What are the current alternatives?
The “Keep it in the ground”-strategy of activists puts a non-refunded carbon price of infinity on fossil fuels. A decade of so of trying to satisfy this demand has led to underinvesting in fossil fuel production. The effects of this become visible as the “cost of living crisis”, that is putting intense pressure on households everywhere, but especially on poor nations and the poor of every nation. In this environment, CTBOs could be seen as “compromise offer”.

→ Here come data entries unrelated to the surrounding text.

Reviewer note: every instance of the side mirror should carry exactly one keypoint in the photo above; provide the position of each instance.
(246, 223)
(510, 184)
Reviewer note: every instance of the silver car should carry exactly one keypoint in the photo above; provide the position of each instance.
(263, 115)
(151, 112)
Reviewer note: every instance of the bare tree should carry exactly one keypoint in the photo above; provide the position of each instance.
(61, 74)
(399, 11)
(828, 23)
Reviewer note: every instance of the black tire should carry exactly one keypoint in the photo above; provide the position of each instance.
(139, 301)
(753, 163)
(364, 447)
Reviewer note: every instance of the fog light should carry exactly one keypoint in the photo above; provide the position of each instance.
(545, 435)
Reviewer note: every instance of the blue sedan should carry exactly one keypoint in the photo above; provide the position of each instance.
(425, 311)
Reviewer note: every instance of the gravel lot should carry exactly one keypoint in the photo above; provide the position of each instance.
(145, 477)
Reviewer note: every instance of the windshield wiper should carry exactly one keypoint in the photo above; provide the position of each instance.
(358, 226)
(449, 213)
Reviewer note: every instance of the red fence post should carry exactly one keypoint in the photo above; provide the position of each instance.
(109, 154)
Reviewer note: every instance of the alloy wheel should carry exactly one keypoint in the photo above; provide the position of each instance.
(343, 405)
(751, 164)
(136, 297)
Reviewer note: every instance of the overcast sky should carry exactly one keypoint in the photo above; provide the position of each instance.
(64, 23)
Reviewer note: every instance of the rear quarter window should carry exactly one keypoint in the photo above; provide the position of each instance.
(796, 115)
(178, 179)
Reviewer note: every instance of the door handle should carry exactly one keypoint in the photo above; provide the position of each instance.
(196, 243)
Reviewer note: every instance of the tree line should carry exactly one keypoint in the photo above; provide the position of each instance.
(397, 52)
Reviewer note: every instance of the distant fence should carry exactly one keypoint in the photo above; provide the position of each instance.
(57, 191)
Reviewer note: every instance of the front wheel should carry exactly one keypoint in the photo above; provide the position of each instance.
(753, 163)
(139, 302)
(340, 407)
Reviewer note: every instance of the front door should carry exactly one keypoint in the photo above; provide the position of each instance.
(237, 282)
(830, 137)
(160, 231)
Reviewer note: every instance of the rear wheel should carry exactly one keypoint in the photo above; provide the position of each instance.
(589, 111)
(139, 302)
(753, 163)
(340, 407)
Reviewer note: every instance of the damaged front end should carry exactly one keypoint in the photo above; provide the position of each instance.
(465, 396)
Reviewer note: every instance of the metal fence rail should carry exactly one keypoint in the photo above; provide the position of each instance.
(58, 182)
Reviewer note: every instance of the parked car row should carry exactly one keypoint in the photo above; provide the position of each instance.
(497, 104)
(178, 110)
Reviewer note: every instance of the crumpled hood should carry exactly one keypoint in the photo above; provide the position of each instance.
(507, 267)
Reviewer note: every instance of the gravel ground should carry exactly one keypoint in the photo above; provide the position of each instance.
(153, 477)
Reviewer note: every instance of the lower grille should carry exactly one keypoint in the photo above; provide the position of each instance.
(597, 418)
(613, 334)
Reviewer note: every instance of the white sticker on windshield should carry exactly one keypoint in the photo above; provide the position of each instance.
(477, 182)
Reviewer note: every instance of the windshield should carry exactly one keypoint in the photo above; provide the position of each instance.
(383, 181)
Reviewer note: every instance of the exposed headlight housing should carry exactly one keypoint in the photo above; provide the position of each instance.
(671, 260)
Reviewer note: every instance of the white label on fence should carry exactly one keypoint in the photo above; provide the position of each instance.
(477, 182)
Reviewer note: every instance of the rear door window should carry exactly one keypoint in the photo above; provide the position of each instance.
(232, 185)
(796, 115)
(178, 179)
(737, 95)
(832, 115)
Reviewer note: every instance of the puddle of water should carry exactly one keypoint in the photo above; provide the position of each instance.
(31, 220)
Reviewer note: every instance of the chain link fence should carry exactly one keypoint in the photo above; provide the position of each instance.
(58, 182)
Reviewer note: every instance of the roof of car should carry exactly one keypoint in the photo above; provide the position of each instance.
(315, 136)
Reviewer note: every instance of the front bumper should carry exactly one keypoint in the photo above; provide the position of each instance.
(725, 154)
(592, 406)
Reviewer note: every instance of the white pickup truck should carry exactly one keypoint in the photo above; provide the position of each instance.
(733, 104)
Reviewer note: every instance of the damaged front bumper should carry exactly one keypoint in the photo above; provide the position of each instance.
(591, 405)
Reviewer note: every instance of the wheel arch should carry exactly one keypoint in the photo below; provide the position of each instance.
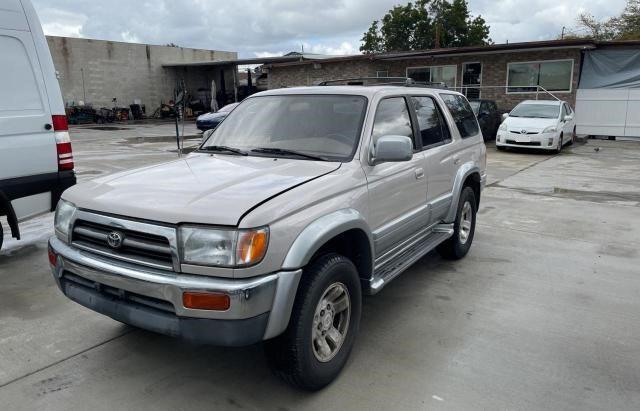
(344, 231)
(468, 176)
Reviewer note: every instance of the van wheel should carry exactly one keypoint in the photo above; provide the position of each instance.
(464, 228)
(323, 326)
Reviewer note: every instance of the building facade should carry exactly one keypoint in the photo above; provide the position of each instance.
(507, 73)
(96, 71)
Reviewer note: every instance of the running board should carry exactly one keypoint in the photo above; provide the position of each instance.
(407, 256)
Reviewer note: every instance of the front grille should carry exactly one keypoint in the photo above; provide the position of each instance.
(527, 143)
(139, 248)
(119, 294)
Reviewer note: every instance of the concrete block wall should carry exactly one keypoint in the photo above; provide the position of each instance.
(494, 72)
(126, 71)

CTBOs offer (especially green) politicians breathing room: they could do what they have to do to save their economies, namely increasing fossil fuel production to get the prices down again. The story of “making the fossil fuel companies pay” might be superficially plausible enough to sell it to the voters. The burden would presumably be tolerable on the people now and only increase over time. If production of fossil fuel grows fast enough, the reduction in prices should easily be greater than the price increase from the storage certificates for a small percentage of the emissions. Politicians could also claim to be bootstrapping a whole new industry of carbon removal and stimulating investments in alternative energy sources, which also makes for good slogans.
In summary, I think CTBOs are a clever idea with some flaws. Sure, on their own they are “less efficient” in a strictly economic sense than the carbon dividends proposal. And given that there is no in-built mechanism to funnel money back to people, I think there is a higher probability of popular resistance. It will help, that the costs are phased-in and the sticker shock will be distributed over a longer period of time. The proposal will definitely not be liked by activists, but most of them will not be satisfied with anything that could be spun as “helping” fossil fuels - which is pretty much any stance towards fossil fuels expect calls for banning it immediately and prosecuting the executives and workers for climate crimes against humanity. CTBOs might create the strongest incentive for a carbon removal sector of any proposal I have yet seen. CTBOs might sound plausible enough for average voters, though, and could help to get us out of the cost of living crisis by offering politician a non-suicidal way of increasing fossil fuel production. If that is what it takes to get energy security, it might be worth it.